They are competing for the Trevor R. Simpson Award. It's presented by Scot and Leah Simpson, who lost son Trevor to suicide in 1992. The award comes with $1,000 in prize money, which was donated by the Simpsons.
Over the past year, the student teams have participated in marches, done random acts of kindness, held educational events, and trained teachers and staff on how to support kids who struggle with mental illnesses. They've sold mugs with information on mental health resources attached.
But the team that was declared the winner was the one with a powerful personal story.
Dominic Jansen is a member of the Muckleshoot Tribe and a senior at the Muckleshoot Tribal School. His project grew out of his experiences as a young kid, when he battled isolation, loneliness, and depression.
“I began contemplating thoughts of suicide. How to get rid of myself in the easiest, fastest way possible. Without any pain,” he said.
During high school, Dominic says he lost a good friend to suicide.

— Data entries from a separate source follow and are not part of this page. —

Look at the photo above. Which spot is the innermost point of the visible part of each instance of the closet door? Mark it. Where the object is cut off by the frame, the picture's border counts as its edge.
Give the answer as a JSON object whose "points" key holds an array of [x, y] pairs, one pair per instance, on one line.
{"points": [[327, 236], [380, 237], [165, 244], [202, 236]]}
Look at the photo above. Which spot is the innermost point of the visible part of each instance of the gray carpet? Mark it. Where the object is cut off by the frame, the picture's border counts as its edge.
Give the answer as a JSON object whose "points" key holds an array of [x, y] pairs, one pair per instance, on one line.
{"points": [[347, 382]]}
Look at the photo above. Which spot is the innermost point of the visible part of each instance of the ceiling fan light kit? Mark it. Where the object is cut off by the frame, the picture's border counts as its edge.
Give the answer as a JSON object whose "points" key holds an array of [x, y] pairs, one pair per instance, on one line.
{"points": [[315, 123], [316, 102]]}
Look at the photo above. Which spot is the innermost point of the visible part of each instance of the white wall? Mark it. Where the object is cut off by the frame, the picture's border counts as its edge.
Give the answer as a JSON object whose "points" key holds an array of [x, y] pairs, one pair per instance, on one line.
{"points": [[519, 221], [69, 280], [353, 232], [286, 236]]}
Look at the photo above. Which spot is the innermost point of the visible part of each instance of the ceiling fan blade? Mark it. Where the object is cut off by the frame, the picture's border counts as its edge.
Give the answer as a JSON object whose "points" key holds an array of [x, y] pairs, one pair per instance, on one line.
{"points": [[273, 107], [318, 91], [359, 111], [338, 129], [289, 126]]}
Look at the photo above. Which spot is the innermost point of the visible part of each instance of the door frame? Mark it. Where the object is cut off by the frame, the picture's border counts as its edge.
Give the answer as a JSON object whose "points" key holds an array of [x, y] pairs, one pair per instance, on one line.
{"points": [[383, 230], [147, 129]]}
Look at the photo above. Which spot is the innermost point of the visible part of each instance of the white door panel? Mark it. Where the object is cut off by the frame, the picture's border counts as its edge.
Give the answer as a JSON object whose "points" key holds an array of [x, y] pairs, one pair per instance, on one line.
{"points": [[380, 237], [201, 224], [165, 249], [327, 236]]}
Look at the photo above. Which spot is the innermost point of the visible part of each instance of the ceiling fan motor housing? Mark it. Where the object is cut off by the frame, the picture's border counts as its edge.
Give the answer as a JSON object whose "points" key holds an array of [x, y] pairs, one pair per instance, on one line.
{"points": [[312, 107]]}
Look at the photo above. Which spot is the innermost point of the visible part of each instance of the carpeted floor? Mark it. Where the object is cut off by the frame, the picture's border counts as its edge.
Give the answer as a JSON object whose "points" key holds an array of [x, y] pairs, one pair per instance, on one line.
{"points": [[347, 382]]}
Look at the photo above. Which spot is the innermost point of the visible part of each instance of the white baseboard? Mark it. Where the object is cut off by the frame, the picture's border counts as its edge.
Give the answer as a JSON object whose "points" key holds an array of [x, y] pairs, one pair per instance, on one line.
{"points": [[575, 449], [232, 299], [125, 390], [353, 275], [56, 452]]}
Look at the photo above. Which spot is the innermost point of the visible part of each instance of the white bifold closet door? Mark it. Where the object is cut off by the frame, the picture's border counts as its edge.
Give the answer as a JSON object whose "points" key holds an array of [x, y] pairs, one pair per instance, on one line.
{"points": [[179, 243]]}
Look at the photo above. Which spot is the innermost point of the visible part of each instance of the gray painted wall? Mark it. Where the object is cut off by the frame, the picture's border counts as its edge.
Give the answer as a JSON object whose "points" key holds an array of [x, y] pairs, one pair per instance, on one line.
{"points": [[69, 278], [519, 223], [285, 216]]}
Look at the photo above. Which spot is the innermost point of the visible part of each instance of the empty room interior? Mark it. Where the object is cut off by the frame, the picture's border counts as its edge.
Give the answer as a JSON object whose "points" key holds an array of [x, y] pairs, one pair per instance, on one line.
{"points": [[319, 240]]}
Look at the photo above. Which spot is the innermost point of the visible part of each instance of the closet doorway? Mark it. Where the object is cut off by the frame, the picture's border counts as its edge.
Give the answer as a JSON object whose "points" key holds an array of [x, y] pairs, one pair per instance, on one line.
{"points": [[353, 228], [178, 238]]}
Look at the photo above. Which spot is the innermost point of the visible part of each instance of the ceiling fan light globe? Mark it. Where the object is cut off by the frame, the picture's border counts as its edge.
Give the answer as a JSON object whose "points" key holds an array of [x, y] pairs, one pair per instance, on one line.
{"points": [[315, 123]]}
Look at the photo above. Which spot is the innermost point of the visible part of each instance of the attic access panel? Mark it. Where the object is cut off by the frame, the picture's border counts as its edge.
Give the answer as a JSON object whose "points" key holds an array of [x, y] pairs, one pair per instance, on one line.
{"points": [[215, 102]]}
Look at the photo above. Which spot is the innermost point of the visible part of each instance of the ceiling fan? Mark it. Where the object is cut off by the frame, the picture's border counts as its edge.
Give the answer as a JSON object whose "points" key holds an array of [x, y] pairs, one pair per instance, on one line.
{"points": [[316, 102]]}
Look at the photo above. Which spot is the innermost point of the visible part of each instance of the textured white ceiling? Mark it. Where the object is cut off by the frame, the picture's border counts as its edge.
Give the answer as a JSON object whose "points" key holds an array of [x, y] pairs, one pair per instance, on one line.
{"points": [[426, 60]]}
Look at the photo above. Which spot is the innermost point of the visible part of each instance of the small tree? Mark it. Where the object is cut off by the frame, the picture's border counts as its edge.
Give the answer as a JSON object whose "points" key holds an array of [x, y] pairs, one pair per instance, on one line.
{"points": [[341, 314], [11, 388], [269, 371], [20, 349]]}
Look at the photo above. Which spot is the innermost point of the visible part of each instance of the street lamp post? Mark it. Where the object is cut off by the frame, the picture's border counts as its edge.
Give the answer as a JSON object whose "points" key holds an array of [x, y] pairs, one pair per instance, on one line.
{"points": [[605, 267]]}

Student Raven Stephenson experienced the same loss. Her friend was a senior. She was smart, and she also struggled with mental illness.
“And it was really, really hard because I was trying to live up to what she is because she was the 'it' person at our school. And she dealt with things that I dealt with," Raven said.
When Dominic heard of a third grader who was contemplating suicide, he said it hit him hard.
That’s when he decided to form a peer mentoring group of six high schoolers. They are available to talk with middle schoolers who are struggling, who need help in school, or who just want comfort.
Teachers connect middle schoolers with these high school peer mentors. They get time off from class to meet.
“This project means a lot to everybody that’s with us," Raven said. "The six of us all have our own reasoning for doing it. And we want to do it well for our community and for the kids of our school, because we’ve all been there."
These efforts are especially noteworthy in a community that is deeply affected by suicide. Native Americans and Alaska Natives have the highest suicide rate of any group.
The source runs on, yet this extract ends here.